North Carolina Libertarian Petition Turn-in May Attract Publicity

The North Carolina Libertarian Party turned in 108,646 raw signatures on May 15, to the State Board of Elections. The counties have already checked them, and 72,935 are valid. The legal requirement is 69,734.

The drive cost the party $134,000, of which $50,000 was from the national party and $84,000 from the state party. The party invited the press to the turn-in, and some press attended. The party points out that the verification process cost elections administrators 4,000 person-hours of labor, at taxpayer expense.

The drive was so expensive for the national Libertarian Party, that the party was unable to pay for the party petition in South Dakota and Oklahoma, and has not started the West Virginia candidate petition, and perhaps may not do any petitioning in West Virginia this year.

A decision on the constitutionality of the North Carolina ballot access law for parties is expected by May 24.

No petition hurdle as great as 69,734 signatures has been met by any new or minor party, or any independent candidate, since Ross Perot overcame a petition requirement of 134,781 signatures in California in 1992, to qualify as an independent. It should be noted that in 1995, two new parties also qualified in California, but that was not by petition. Instead, they each obtained 89,007 registrants. The two parties that did that in 1995 were the Reform and Natural Law Parties.

Special Election for Ohio Attorney General

On May 14, Ohio Attorney General Marc Dann resigned. Ohio will hold a special election to replace him, on November 4, 2008. Since the petition deadline for independent candidates (for office other than president) has already passed, special procedures apply. An independent candidate for Attorney General needs 750 valid signatures, due August 19, 2008. UPDATE: the deadline is May 27, not August 19.

There is no procedure for a previously unqualified party to participate in the special election for Attorney General. The deadline for a new party (early November 2007) was held unconstitutional by the 6th circuit in 2006, and the legislature still hasn’t passed a new law. Last year the Ohio Secretary of State created a new deadline that was a few weeks later than the old law, meaning late November 2007 instead of early November 2007. A state’s failure to have a procedure for new or previously unqualified parties, in a special election, was held unconstitutional in Green Party of Arkansas v Priest, in 2001. The fact that Arkansas had a procedure for independent candidates in the special election was not sufficient.

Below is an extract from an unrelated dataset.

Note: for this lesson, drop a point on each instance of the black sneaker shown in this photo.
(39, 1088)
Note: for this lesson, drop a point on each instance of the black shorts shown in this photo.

Federal Judge Rules Against Democratic National Committee

On May 14, U.S. District Court Judge John D. Bates, a Bush Jr. appointee, ruled against the Democratic National Committee in its lawsuit against the Federal Election Commission. The Democratic National Committee had filed the lawsuit on April 14, saying that the FEC (which has no quorum) will never be able to resolve the Democratic Party’s complaint that John McCain is violating federal campaign laws. But the Judge said the law requires the federal courts to abstain from such lawsuits until the FEC has had the matter for 120 days. He said the fact that the FEC has no quorum is no excuse to disregard that law. The decision is only 5 pages long and can be read at http://electionlawblog.org, Rick Hasen’s law blog.

FOX Business Network Hosts Libertarian Presidential Debate

FOX Business Network will host a televised debate between two contenders for the Libertarian presidential nomination, Mike Gravel and Wayne Allyn Root, on May 16 (Friday), at 8:10 am (eastern time). There will be a 10-minute session which ends at 8:20; then there will be a second session, also 10-minutes, that starts at 8:40. Bob Barr was invited into this debate, but he declined.

Also, Reason Magazine hosts a 3-person debate on May 20 in Washington, DC, at 4 pm eastern time. That debate will not be televised, but will include Gravel, Root, and Barr.